For initial imports, if `--today` isn't passed as a parameter, `main.sh` will use the server's date to calculate `today`. For updates, If `main.sh` isn't passed both a `--today` and a `--yesterday` parameter, it uses bash's `date` utility to guess the related date.

`--debug true` can be passed to keep all intermediary files generated by the scripts. This is useful for debugging or updating tests. Set to any other value to delete intermediary files.

`--batchsize` takes an integer and defines the number of rows per batch. This defaults to 10000 and non-default values should only be used for development/testing, as there's no way for the database to know that the batch count is a non-default value.

|Parameter|Input|Optional|
|---|---|---|
|`init`|Declare if this is an initial import or not (only accepts `true` as a value)|Yes|
|`yesterday`|Yesterday's date in `YYYYMMDD` format|Yes|
|`today`|Today's date in `YYYYMMDD` format|Yes|
|`debug`|Keep intermediary files (if `true`)|No|
|`batchsize`|Number of rows per batch|No|

Note that passing `--init true` will also result in `init-db.js` being called with `shouldInit` true, which means that the script will drop and re-recreate the `ipoid` database.

#### Initialization scripts

**`create-users.js`**

Usage: `node -e "require('./create-users.js')();"`

Production uses a read/write user (`ipoid_rw`) and a read-only user (`ipoid_ro`). The maria-db configuration in `docker-compose.yml` will only take one user parameter and make it the root user. We keep that user because it’s useful for debugging on development. To mimic production, this script will create these users for the development environment and give them the appropriate permissions. These users are expected to be used in subsequent db operations from web.

**`init-db.js`**

Usage: `node -e "require('./init-db.js').init(shouldInit, updateName);"`

Takes 2 arguments, `shouldInit` and `updateName`. This script will initialize a database from scratch or apply updates to an existing database. `shouldInit` is a boolean that determines whether or not the script should drop the existing database and recreate it from scratch. `updateName` is a string that refers to the `name` of an update as declared in `./schema/updates.json`. If it's passed, the script will only apply that update. If neither `shouldInit` nor `updateName` are passed, the script attempts to apply all updates in the order they're declared, ignoring any that have already been run as recorded by the `update_log` table. If `shouldInit` is `true`, it's prioritized and `updateName` is ignored.
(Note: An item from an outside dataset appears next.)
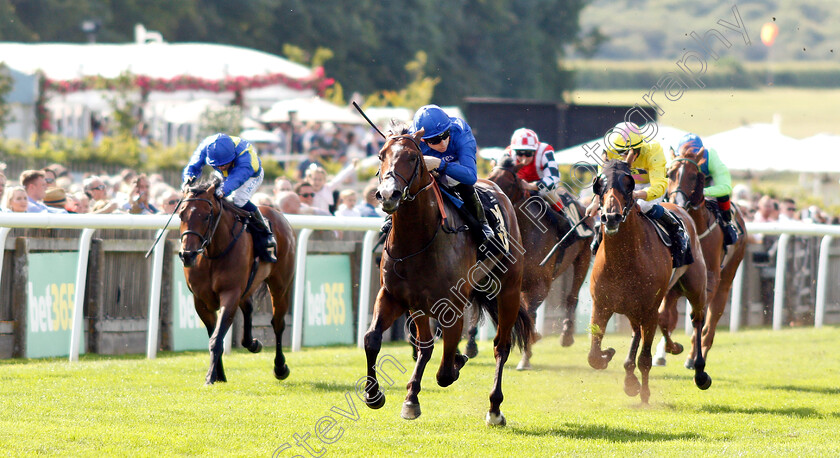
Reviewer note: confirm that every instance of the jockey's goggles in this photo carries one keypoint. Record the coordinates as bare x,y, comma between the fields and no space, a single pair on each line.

|Parameter|Input|Optional|
|---|---|---|
|`shouldInit`|Boolean declaring whether or not to create a database from scratch|No|
|`updateName`|String that refers to the `name` of an update that should be run|No|

#### Diffing Scripts

**`diff.sh`**

Usage: `./diff.sh --yesterday $PATH_TO_YESTERDAY_GZIP --today $PATH_TO_TODAY_GZIP`

|Parameter|Input|Optional|
|---|---|---|
|`yesterday`|Path to the gzipped file (preferably in `$DATADIR`) for yesterday's data|Yes|
|`today`|Path to the gzipped file (preferably in `$DATADIR`) for today's data or if no file for yesterday is passed, it'll be treated as the initial dataset|No|
|`debug`|Keep intermediary files (if `true`)|No|

Takes 2 arguments, yesterday’s feed and today’s feed. Using those, calculate the difference between them and output a sql file (`$DATADIR/statement.sql`) containing every update that has to be made to the db. Under the hood, this runs `output-sql.js`.

**`output-sql.js`**

Usage: `node -e "require('./output-sql.js')(filePath, mode);"`
|Parameter|Input|Optional|
|---|---|---|
|1st arg|Path to either a JSON (initial data import) or a sorted newline-delineated list of updates|No|
|2nd arg|Mode, either `import` or `diff`. Defaults to `diff` if mode is undefined or unrecognized.|Yes|

This gets run by `diff.sh` to generate the sql file based on the sorted results of `yesterday_today.unique.sorted`, a hardcoded file generated by `diff.sh`, _or_ a JSON representing the initial dataset to import. This script is meant to be used internally but can be run independently and doing so can be useful for debugging.

#### Import scripts

**`get-properties.js`**

Usage: `node -e "require('./get-properties.js')(filePath);"`

|Parameter|Input|Optional|
|---|---|---|
|`filePath`|Path to either a JSON (initial data import) or a sorted newline-delineated list of updates|No|

Outputs a JSON file that describes the properties (behaviors, proxies, and risks) to be imported into the db. The output file serves as an input file to import-properties.js.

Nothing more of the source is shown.